Mioparadoxurus Temporal range: Late Miocene, 8–6.4 Ma PreꞒ Ꞓ O S D C P T J K Pg N

Scientific classification
- Kingdom: Animalia
- Phylum: Chordata
- Class: Mammalia
- Infraclass: Placentalia
- Order: Carnivora
- Family: Viverridae
- Subfamily: Paradoxurinae
- Genus: †Mioparadoxurus Morales & Pickford, 2011
- Type species: †Mioparadoxurus meini Morales & Pickford, 2011
- Other Species: Mioparadoxurus micros Abbas et al., 2025

= Mioparadoxurus =

Extinct genus of mammals

Mioparadoxurus ("Miocene paradoxical tail") is an extinct genus of small to large sized paradoxurine viverrid that lived during Late Miocene of Sivalik Hills. The type species, Mioparadoxurus meini, is known from Chinji Formation of Haritalyangar region of Himachal Pradesh, India, while the second species, Mioparadoxurus micros, is from Dhok Pathan Formation of Salt Range of Punjab, Pakistan.

== Discovery and naming ==
The holotype of Mioparadoxurus meini(GSI K29-469) was collected by Lahiri in 1933 from Haritalyangar region of Himachal Pradesh and is catalogued in Geological Survey of India's Kolkata museum.

Later in 2011, Jorge Morales and Martin Pickford described the species as a new genus and species of paradoxurine civet, Mioparadoxurus meini. The genus name, Mioparadoxurus, is the combination of two words, Mio for the Miocene epoch and paradoxurus after the genus Paradoxurus, the species etymology meini is currently unknown.

The holotype of the second species, Mioparadxurus micros(PUPC 16/414) was collected from the Hasnot of Punjab, Pakistan near the outcrops of Kanhatti village.
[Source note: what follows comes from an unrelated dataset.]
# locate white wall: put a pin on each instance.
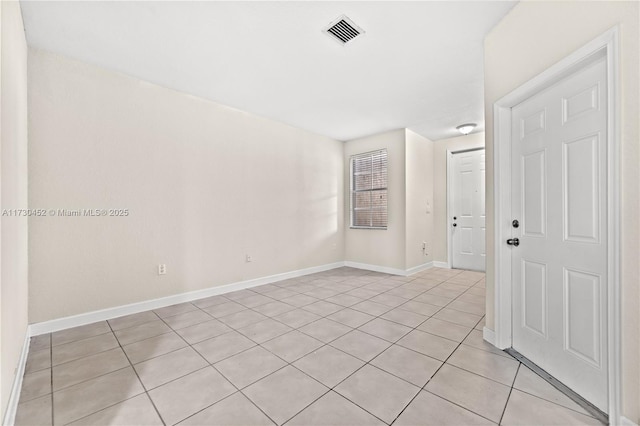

Later in 2025, Abbas and collegeous described the specimen as a new species of Mioparadoxurus, where the species name micros is derived from the Greek word mikrós(μικρός) meaning small, in reference to its small size compared to Mioparadoxurus meini.

== Description ==
The dentition of Mioparadoxurus shows morphological similarities to Asian palm civet, Brown palm civet and Golden palm civet despite the size difference, though it is distinct from other paradoxurines by having a less molarised and primitive p4 that lacks additional cusplets compared to extant species, though the difference is not that well defined in the m1, but the tendency of paraconid is more simple than the other paradoxurines. The species Mioparadoxurus micros is distinct from Mioparadoxurus meini by having slightly longer and highly crowned talonid, smaller size and having undivided hypoconulid.

=== Size ===
The p4 of Mioparadoxurus meini has a dimension of 11.5 x 6.5 mm², while the m1 has a dimension of 16 x 10 mm², based on the m1 size the M. meini was larger than most viverrids like Vishnuictis hasnoti, Vishnuictis chinjiensis, Vishnuictis salmontanus and Parakichechia sikandari but smaller than Vishnuictis plectilodous. The other species Mioparadoxurus micros is only known from a molar tooth that has dimensions of 12 x 6.8 mm², making it smaller than M. meini and other large viverrids.